The UK brewer has now placed all of its core beer in 330ml cans. Fourpure has also just delivered a new range of 330ml seasonal canned beers (including a new Skyliner American Wheat) to its UK retailers.
“We’re having great success with our canned beers and our Cask machinery,” says Fourpure director Daniel Lowe. “Our core beers are all in cans now and selling very well. Our new seasonal cans have also been very popular. The demand for them is high enough that we can put them into properly decorated cans and sell all of the minimum printed can runs the can manufacturers need.”
Fourpure has also launched a summer Dry Hop Pils in a 500ml can that Lowe thinks is the first London craft beer in a famed “tall boy” can.
This new activity is requiring heavy amounts of work from Fourpure’s ACS (Automatic Canning System) machine from Cask Brewing Systems.
“We’re running the machine two shifts per day, 4 days per week,” Lowe says, “and it’s doing a splendid job for us. We’re forecasting to do about 3 million cans this year, and putting around 10,000hl of beer through the Cask line.”
The Cask machine and aluminum cans are allowing Fourpure to expand its productionand its geographic reach. The brewery is now sending its beer to its first export markets.
“We now have beers traveling far and wide, from Sweden to Singapore,” Lowe says proudly. “We made the move to cans with exporting in mind,” he adds. “Their size and light weight — 13 grams per container vs 237g per glass bottle — mean we can get 108 trays of cans on a pallet instead of 60 cases of bottles. So it’s much more efficient for us to ship beer around the world with cans.”
Cask founder Peter Love is thrilled by Fourpure’s success, but not surprised by it.
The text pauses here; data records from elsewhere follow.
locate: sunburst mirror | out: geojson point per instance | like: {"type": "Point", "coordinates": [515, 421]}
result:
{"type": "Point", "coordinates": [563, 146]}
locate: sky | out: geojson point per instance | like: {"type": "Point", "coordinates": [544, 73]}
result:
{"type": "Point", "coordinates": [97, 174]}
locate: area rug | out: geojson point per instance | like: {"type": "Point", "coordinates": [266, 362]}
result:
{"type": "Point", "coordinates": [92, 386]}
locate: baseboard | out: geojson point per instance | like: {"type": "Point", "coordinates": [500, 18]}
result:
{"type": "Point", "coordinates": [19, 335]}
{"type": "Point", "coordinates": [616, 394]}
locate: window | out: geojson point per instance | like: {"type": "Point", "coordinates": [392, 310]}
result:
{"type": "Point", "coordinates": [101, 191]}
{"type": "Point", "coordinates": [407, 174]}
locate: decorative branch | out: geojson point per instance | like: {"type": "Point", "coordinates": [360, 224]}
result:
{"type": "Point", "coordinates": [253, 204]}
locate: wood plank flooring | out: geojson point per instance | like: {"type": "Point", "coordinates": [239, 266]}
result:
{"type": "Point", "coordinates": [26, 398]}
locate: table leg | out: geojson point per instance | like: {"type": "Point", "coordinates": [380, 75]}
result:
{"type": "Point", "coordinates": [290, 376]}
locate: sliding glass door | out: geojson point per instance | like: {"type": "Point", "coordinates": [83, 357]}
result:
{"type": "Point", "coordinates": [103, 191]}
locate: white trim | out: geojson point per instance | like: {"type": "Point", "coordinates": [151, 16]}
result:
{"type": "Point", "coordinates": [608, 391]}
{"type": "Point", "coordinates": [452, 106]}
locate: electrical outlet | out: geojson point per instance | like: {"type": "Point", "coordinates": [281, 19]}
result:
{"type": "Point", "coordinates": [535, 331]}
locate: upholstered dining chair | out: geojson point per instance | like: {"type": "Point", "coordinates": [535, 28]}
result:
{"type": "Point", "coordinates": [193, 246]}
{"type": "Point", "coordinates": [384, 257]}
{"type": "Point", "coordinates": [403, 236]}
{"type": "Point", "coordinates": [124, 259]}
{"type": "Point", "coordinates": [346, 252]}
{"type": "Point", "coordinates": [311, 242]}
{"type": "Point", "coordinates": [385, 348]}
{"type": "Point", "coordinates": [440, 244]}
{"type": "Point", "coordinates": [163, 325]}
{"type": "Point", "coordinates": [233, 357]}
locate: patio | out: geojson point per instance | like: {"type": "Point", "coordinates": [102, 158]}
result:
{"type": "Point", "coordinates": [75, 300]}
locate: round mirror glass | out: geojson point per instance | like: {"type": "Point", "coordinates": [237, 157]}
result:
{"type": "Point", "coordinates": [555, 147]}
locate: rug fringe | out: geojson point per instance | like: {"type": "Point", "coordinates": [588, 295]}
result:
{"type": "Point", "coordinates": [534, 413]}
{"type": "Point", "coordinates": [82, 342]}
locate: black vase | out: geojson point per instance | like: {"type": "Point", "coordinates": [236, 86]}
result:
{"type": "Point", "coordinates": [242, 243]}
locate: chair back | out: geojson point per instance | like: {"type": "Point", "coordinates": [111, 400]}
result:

“Daniel and his staff took a risk of sorts by ignoring the status quo and shifting to cans,” Love says. “But they understood the wisdom of taking that risk. Like us, they’ve seen the success and growth that cans and our gear have provided to breweries who utilize them.”
In the US where Cask launched its microcanning revolution in 2002, sales of US canned sixpacks in 2014 were up 97% compared to 14% growth of bottles.
“Canned craft beer is the hottest craft beer package in North America,” says Cask founder Peter Love. “That is going to be the case in many more places as brewers and consumers learn about the pluses of canned craft beer. We’re seeing it everywhere we place a machine.”
“Our canning machines give small brewers an affordable, small-scale way to package their beer,” Love says. “They also allow craft brewers to put their beer in a package that’s portable, infinitely recyclable and gives their beer the ultimate protection from light and oxygen. Those benefits are hard for brewers to resist.”
Cask invented the canned craft beer concept.
In 1999, Cask placed its first micro-canning systems in brew-on-premise establishments in Canada and Australia. In 2002 Cask sold its first tabletop machine (which seamed one can at a time) to a US craft brewer, Oskar Blues Brewery & Pub in Colorado, USA. The tiny brewpub’s cans-only focus made it a fast-growing success, growing from 700 barrels/year to over 149,000 barrels/year in 12 years.
Cask’s machines are especially affordable and compact, requiring as little as 16 square feet of space. They also provide an extremely low level of dissolved oxygen (15-20 parts per billion) that extends the shelf life and protects the flavor profile of the canned beer.
Cask’s affordable manual, semi-automated and automated canning systems are now used by over 400 small breweries, wineries, cider makers and drinks manufacturers in over 30 nations worldwide.